We are the new pollution


Arropada en sus sábanas de sueños rotos, cubierta por su edredón de insomnio, se frota los ojos ante el pequeño rayo de sol que se cuela entre la pequeña rendija de la ventana que no consigue tapar la persiana.
Sus ojeras van adquiriendo un tono violáceo, que contrasta con su pálida piel y su cobrizo pelo.
Apoya un pie en la alfombra, se da impulso, se levanta y se estremece ligeramente al notar que ha apoyado el dedo gordo del pie izquierdo en el frío mármol que cubre el suelo de la habitación.

Está sola, asomada por la ventana, aun con el pijama puesto, nota que el frío traspasa sus huesos, y que el sol que la mira desafiante solo es una falsa ilusión.
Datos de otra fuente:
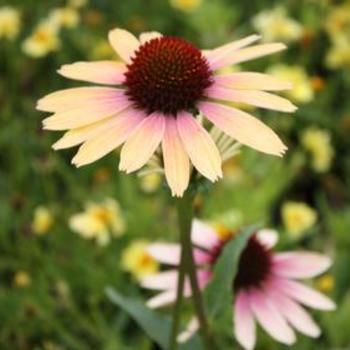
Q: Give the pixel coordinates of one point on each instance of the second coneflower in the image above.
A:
(162, 84)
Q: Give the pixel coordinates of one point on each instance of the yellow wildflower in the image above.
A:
(42, 220)
(43, 40)
(276, 25)
(318, 143)
(22, 279)
(99, 221)
(137, 261)
(186, 5)
(9, 22)
(297, 218)
(302, 90)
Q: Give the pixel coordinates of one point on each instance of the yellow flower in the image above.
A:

Le esperaba un día frío y duro.

Antes de salir de su pequeño hogar en las afueras de un modesto barrio obrero, se abrocha los cordones de los zapatos y termina de guardar los libros que le faltan en la mochila, ya no tan nueva y colorida como al principio del curso, en septiembre, sino oscurecida a causa del tan frecuente uso que se le da a diario.

Mira al cielo y no entiende lo que ve. Algo normal para una dulce niña de once años.
Pero, en cambio, sí parece notar cómo al respirar el aire matinal no le hace sentir viva, como debería ser.

El cielo está gris, pero no es a causa de la borrasca.
El cielo está gris porque nosotros queremos.
El cielo está gris porque nuestra forma de vida ha ido destruyéndolo.
El cielo está gris porque lo hemos matado.

Vivir así, cada día, respirando la esencia de la muerte que un día nos invadirá al completo.
Respirando el anticipo de nuestra caída y derrumbe, de la fuerza poderosa que nos apartará de quienes más queremos.
¿No hay solución? Nadie se atreve a planteárselo.
Porque parece ser que no merece la pena salvar la vida de todo el planeta si a cambio tenemos que destruir nuestra actual (y asesina) forma de vida.

Que alguien haga algo.
Antes de que su último aliento se haya convertido en veneno.